Creating a New Core Curriculum

A blog devoted to discussion of core curriculum and general education requirements, written in the context of my service as chair of a committee to draft a new core for Santa Clara University, a Jesuit, Catholic university in Silicon Valley.

Sunday, February 12, 2006

Preparation for Citizenship...

That is the title of Ch. 7 in Derek Bok's book, Our Underachieving Colleges. I am beginning to feel a little frustrated.... some fallacies of composition are troubling me. Colleges aren't doing enough to promote good citizenship; college education is key; more college education for citizenship would promote better citizenship. But, gee, over the last 40 years vastly more Americans have gone to college, yet Bok's empirical assessment of citizenship is that there isn't enough. So... perhaps college education (no matter how much citizenship training is or is not involved) actually has little to do with citizenship outcomes. The problem is also that the outcome of interest is not carefully defined in a measurable way. Evoking Robert Putnam's Bowling Alone-- there Putnam selected a group of civic indicators important in the past and showed how they had declined. Selecting civic activities that were unimportant in the past would (more likely) mean that they had now increased.

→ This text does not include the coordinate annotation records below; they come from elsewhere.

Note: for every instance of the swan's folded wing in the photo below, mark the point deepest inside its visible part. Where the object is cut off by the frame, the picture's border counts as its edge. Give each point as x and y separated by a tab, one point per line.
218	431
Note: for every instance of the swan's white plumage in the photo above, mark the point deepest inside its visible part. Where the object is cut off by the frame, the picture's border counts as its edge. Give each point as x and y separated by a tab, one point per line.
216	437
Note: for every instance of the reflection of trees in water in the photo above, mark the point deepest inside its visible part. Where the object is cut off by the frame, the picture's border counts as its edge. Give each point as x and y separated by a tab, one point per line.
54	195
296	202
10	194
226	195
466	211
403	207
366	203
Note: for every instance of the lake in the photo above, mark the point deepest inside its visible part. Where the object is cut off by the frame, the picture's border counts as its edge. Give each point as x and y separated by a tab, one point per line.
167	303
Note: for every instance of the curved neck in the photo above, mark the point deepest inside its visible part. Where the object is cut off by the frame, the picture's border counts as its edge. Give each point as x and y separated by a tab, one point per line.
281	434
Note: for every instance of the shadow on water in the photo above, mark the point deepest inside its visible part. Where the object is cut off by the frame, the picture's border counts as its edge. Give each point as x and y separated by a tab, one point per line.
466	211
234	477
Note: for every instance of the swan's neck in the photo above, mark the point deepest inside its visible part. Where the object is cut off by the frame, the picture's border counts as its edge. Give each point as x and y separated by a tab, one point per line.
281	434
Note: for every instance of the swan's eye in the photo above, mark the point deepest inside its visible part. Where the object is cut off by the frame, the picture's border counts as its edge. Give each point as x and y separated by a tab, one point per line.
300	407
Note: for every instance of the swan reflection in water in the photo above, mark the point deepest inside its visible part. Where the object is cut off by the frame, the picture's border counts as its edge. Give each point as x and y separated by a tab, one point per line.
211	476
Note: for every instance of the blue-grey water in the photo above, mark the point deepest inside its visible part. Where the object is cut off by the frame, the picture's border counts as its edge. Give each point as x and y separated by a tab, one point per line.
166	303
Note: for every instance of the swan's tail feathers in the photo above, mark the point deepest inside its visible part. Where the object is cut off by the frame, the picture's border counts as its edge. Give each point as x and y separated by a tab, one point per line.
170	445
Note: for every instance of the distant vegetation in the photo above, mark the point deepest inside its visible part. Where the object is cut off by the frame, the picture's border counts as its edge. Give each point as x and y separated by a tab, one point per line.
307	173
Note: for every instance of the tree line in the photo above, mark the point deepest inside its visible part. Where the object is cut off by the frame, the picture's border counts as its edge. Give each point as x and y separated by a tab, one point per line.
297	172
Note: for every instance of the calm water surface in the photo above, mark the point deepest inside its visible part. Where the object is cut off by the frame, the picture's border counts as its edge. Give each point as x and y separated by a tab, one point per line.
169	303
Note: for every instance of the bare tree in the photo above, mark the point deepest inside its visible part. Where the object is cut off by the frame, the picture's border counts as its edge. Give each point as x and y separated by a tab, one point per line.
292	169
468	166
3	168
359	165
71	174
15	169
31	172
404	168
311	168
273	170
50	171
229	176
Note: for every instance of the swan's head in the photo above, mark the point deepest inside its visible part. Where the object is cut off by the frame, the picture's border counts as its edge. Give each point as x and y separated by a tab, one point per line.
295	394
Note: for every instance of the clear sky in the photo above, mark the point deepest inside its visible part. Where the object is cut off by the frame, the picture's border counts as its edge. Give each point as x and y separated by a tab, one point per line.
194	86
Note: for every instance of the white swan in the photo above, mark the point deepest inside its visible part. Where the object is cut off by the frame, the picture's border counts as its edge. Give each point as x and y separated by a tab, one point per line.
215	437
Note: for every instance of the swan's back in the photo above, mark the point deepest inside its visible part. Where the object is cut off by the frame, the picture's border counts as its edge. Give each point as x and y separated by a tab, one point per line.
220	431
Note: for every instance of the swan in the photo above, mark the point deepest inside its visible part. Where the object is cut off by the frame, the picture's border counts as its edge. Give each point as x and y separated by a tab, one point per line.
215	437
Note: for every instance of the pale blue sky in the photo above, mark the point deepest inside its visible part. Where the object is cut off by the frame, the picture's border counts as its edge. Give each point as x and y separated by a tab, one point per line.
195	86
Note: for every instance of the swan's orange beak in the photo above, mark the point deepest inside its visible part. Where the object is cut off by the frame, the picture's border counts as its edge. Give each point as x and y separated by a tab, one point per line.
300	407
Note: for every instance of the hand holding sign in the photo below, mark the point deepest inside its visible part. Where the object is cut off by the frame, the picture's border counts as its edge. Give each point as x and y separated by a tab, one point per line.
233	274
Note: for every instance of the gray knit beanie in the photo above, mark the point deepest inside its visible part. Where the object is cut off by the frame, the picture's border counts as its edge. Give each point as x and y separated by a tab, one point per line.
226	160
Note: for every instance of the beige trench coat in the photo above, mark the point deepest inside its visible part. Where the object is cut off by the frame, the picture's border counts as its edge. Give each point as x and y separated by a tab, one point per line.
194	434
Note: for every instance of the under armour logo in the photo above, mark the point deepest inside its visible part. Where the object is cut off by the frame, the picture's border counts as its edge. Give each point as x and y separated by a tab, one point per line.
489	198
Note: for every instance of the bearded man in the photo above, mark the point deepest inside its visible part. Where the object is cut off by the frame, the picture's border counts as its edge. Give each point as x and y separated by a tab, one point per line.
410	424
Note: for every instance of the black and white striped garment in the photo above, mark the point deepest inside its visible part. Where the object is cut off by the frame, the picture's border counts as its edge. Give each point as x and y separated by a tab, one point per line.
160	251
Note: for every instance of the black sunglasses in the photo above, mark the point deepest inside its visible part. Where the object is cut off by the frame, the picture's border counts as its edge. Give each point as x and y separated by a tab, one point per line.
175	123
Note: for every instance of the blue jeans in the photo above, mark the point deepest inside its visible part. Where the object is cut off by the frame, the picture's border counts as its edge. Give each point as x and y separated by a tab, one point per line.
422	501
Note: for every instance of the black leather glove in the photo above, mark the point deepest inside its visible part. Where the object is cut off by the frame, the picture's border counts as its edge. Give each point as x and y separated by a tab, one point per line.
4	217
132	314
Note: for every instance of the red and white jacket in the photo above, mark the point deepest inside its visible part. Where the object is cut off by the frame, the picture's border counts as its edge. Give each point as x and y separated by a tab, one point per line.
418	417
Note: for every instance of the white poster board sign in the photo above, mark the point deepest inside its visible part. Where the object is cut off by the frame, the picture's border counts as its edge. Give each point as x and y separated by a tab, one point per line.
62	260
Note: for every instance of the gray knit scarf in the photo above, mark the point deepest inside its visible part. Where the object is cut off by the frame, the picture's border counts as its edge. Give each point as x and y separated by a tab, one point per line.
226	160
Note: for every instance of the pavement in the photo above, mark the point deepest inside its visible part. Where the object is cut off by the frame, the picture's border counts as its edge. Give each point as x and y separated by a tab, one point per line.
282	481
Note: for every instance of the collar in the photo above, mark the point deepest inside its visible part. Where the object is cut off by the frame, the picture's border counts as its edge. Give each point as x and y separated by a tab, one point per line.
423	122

Also, I am concerned about the general paradox of the book so far (remember, though, I skipped the intro and am digesting the marinated tofu). Bok so far has been nicely consistent- every chapter shows that the outcome is not improving, and every chapter shows the scientific studies about how the outcome might be improved. But there is no comparative assessment (maybe later?). In other words, we seem to be heading in the direction of having ten things that can be improved (all with associated costs) but little sense of which things are most cost effective. Is there are bigger bang for the buck in preparing for citizenship, or preparing for diversity? So far Bok seems to be saying that the bangs are all positive. but the magnitudes matter much.

I say this noting that the first such assessment enters the stage as a throwaway comment on p. 188: "It is surely odd to require all students to take courses in the sciences or study a foreign language while taking no steps to ensure that they have enough knowledge to understand the basic problems and processes of their democracy." A truism, but Bok aspires to more. He would be the first to say that colleges have indeed taken many steps, so it is not about "no steps" but about "more steps." It is fair to ask whether there scientific evidence that it is "odd."